Depuis que l’exécutif a actionné jeudi l’article 49-3 de la Constitution pour faire adopter ce texte sans vote, la colère ne retombe pas chez les opposants à la réforme, qui sont mobilisés depuis mi-janvier contre le passage de 62 à 64 ans de l’âge de départ à la retraite.
Dénonçant un “déni de démocratie”, des manifestants s’étaient de nouveau réunis samedi dans plusieurs villes de France, notamment à Paris où de brefs heurts ont éclaté avec les forces de l’ordre pendant la soirée. Des incidents s’étaient déjà produits dans la capitale jeudi et vendredi soir sur l’immense place de la Concorde, près de l’Assemblée nationale, que les autorités ont, depuis, interdite aux manifestants.
Fragilisé par la contestation, le gouvernement mené par la Première ministre Elisabeth Borne a tenté dimanche de faire bloc à la veille d’une journée où il jouera sa survie. Deux motions de censure seront examinées lundi à l’Assemblée nationale, où le parti présidentiel Renaissance détient une majorité relative.
Dans le cas, arithmétiquement peu probable, où une de ces deux motions serait adoptée, le gouvernement serait démis et le projet sur les retraites repoussé.”Ce sera un moment de vérité.

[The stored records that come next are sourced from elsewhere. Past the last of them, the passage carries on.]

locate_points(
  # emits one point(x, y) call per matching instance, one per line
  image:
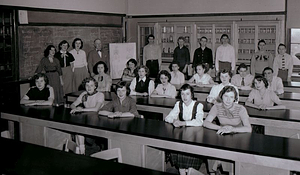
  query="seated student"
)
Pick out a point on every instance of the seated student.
point(165, 89)
point(275, 83)
point(130, 71)
point(104, 80)
point(233, 118)
point(186, 112)
point(142, 85)
point(262, 98)
point(177, 77)
point(225, 76)
point(201, 77)
point(242, 80)
point(123, 106)
point(40, 94)
point(92, 100)
point(283, 64)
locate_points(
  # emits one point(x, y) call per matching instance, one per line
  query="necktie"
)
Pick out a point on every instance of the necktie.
point(243, 82)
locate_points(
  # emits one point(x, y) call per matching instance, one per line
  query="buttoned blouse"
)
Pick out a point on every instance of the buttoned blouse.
point(268, 98)
point(186, 114)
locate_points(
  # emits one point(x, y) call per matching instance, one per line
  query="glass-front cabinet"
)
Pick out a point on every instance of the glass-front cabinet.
point(248, 36)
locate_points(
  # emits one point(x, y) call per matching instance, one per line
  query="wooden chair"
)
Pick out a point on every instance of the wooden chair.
point(110, 154)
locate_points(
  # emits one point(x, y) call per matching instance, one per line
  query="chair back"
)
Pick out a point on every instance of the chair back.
point(114, 153)
point(70, 145)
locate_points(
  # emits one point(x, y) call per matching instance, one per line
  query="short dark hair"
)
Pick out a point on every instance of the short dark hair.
point(63, 42)
point(95, 68)
point(225, 90)
point(186, 87)
point(267, 68)
point(260, 41)
point(224, 35)
point(48, 48)
point(224, 71)
point(132, 61)
point(144, 67)
point(174, 62)
point(41, 75)
point(242, 65)
point(205, 66)
point(150, 36)
point(77, 39)
point(166, 73)
point(260, 78)
point(203, 37)
point(88, 79)
point(122, 84)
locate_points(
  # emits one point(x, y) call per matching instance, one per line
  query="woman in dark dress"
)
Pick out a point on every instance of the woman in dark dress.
point(51, 66)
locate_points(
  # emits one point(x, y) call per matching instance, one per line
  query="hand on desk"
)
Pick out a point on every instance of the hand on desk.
point(225, 129)
point(77, 109)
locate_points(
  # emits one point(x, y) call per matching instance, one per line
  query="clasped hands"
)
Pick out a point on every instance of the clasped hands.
point(225, 130)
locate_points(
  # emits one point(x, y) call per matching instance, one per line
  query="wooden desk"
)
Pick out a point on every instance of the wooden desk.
point(136, 137)
point(284, 123)
point(24, 158)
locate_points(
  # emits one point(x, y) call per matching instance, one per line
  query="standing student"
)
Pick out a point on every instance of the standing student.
point(152, 56)
point(123, 106)
point(130, 71)
point(51, 66)
point(92, 101)
point(225, 55)
point(40, 94)
point(80, 69)
point(242, 80)
point(225, 77)
point(262, 98)
point(275, 83)
point(201, 77)
point(95, 55)
point(66, 60)
point(182, 55)
point(261, 59)
point(283, 64)
point(142, 85)
point(103, 79)
point(165, 88)
point(203, 54)
point(177, 77)
point(186, 112)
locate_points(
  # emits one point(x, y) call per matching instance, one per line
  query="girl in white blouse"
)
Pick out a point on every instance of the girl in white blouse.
point(201, 77)
point(165, 89)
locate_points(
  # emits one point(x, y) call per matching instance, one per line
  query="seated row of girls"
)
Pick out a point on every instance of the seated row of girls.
point(188, 112)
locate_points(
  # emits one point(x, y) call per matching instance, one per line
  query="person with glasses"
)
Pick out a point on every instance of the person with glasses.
point(242, 80)
point(275, 83)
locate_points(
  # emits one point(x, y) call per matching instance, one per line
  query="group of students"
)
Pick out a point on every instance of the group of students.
point(66, 70)
point(233, 117)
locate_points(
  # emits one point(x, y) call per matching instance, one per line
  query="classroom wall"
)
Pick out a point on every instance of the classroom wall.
point(106, 6)
point(155, 7)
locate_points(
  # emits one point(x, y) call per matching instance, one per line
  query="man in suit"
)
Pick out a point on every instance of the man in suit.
point(96, 55)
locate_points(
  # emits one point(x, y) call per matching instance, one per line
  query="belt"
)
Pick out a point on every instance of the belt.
point(50, 71)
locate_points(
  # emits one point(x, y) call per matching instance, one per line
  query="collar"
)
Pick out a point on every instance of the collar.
point(144, 79)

La réforme des retraites, vaut-elle oui ou non, la chute du gouvernement et le désordre politique ? La réponse est clairement “non” “, a certifié le ministre de l’Économie et poids lourd du gouvernement, Bruno Le Maire, dans le quotidien Le Parisien.
En première ligne sur le dossier des retraites, le ministre du Travail Olivier Dussopt a, lui, assuré ne pas croire à une union des oppositions de gauche, de droite et d’extrême droite autour d’une motion de censure.
“Il faudrait pour cela qu’elle rassemble une coalition des ‘contre’, des ‘anti’ pour obtenir une majorité très hétéroclite sans ligne politique commune”, a-t-il estimé dans les colonnes du Journal du dimanche, défendant de nouveau une réforme visant, selon lui, à sauver le “système de retraite”.
À gauche, l’opposition cherche, elle, à se projeter au-delà de lundi afin d’éviter une démobilisation en cas de rejet des motions de censure, qui serait synonyme d’adoption de la réforme.
“La lutte va continuer, quel que soit le résultat”, a assuré Jean-Luc Mélenchon, chef de file du parti de gauche radicale La France insoumise (LFI), sur la radio RTL. “Je ne dirai jamais qu’il faut arrêter la mobilisation, tant que la réforme à 64 ans est proposée, il faut continuer”, a-t-il insisté alors qu’un front syndical uni appelle à une neuvième journée d’action jeudi.
Quelle que soit l’issue de la procédure lundi, l’exécutif a déjà laissé des plumes dans cette crise.
Le chef de l’État Emmanuel Macron, qui joue son crédit et son deuxième mandat sur cette réforme, a vu sa cote de popularité s’écrouler en mars à 28 %, au plus bas depuis 2019, selon un sondage réalisé pourtant avant la décision d’actionner le 49-3, dont il est le véritable initiateur.
La patronne des députés du parti présidentiel Aurore Bergé a reconnu dimanche que ce passage en force a pu être mal vécu dans l’opinion et qu’il faudra “retisser le lien” avec les Français.
Signe des tensions, la permanence du chef du parti d’opposition de droite Les Républicains, Eric Ciotti, a été caillassée dans la nuit de samedi à dimanche à Nice (sud) pour le pousser à voter la motion de censure.
D’autres parlementaires pro-réforme ont également été pris pour cible, faisant craindre des actions violentes à leur encontre.
Sur le front social, plusieurs secteurs-clés de l’économie restent perturbés, notamment dans les transports, la collecte de déchets et l’approvisionnement en carburant.
La plus grande raffinerie du pays, située en Normandie (nord-ouest) et exploitée par TotalEnergies, a ainsi commencé à être mise à l’arrêt par des opposants et d’autres sites pourraient suivre ce mouvement inédit depuis le début de la mobilisation.